Se acabaron las navidades y comenzamos año nuevo. Es tiempo de buenos propósitos y deseos. La frase que más hemos repetido en estos últimos días ha sido “feliz año nuevo”. Deseos para los demás y para nosotros mismos. Pero, ¿cómo conseguir ser feliz? ¿Qué estoy dispuesto a hacer?
Alguien escribió que la felicidad no es la meta, sino el camino. Se llega a ella por lo que hacemos y por cómo lo hacemos. La satisfacción por la obra bien hecha es la que nos trae la felicidad.
Este primer domingo del año celebramos la fiesta del Bautismo de Jesús. El comienzo de su vida pública, de la realización de su misión. San Pedro nos dice que “pasó haciendo el bien y curando a los oprimidos por el diablo, porque Dios estaba con él”.

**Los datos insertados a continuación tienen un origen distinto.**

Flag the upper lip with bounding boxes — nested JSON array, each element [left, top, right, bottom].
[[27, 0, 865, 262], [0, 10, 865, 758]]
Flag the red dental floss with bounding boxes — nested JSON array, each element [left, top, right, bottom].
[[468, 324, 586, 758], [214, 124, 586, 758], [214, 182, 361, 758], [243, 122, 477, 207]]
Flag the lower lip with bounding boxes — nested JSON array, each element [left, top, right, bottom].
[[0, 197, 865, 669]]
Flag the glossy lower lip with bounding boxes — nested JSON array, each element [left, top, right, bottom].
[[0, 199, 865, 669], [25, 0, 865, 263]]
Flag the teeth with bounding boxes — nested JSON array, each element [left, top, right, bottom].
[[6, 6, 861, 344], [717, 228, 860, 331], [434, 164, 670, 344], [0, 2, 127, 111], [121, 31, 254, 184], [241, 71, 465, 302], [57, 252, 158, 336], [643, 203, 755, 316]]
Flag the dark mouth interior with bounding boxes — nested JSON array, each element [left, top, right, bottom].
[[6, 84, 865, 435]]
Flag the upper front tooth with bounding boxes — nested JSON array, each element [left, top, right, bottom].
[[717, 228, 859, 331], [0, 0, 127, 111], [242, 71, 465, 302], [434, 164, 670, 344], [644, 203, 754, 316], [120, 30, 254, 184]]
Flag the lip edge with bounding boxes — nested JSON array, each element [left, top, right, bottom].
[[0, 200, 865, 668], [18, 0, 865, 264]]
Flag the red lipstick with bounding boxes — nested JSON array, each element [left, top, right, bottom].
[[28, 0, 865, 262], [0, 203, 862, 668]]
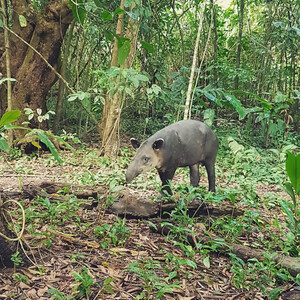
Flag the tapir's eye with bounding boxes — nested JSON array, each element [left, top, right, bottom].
[[143, 156, 150, 164]]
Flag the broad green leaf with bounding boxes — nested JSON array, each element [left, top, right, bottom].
[[285, 182, 296, 204], [94, 0, 102, 8], [280, 201, 295, 226], [126, 12, 137, 20], [201, 90, 223, 107], [19, 15, 27, 27], [0, 110, 21, 128], [118, 39, 130, 65], [114, 7, 126, 15], [104, 31, 114, 42], [141, 41, 155, 53], [225, 95, 246, 120], [37, 131, 62, 165], [134, 74, 149, 81], [0, 137, 9, 152], [69, 0, 86, 24], [31, 142, 42, 149], [101, 10, 113, 21], [285, 152, 300, 195], [203, 256, 210, 268]]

Tras ser bautizado es declarado Hijo de Dios y ungido con la fuerza del Espíritu. Igual que tú y yo tras nuestro bautismo. Él lleva a cabo su misión como lo anunció el profeta Isaías, desde la paz, la humildad, la justicia, el amor. 
¿Cómo voy a llevar esto a la vida, si soy seguidor de Jesús? En la familia, en la comunidad, en el trabajo, con los amigos…
Cuando termine el 2019, ¿habrá sido un feliz año?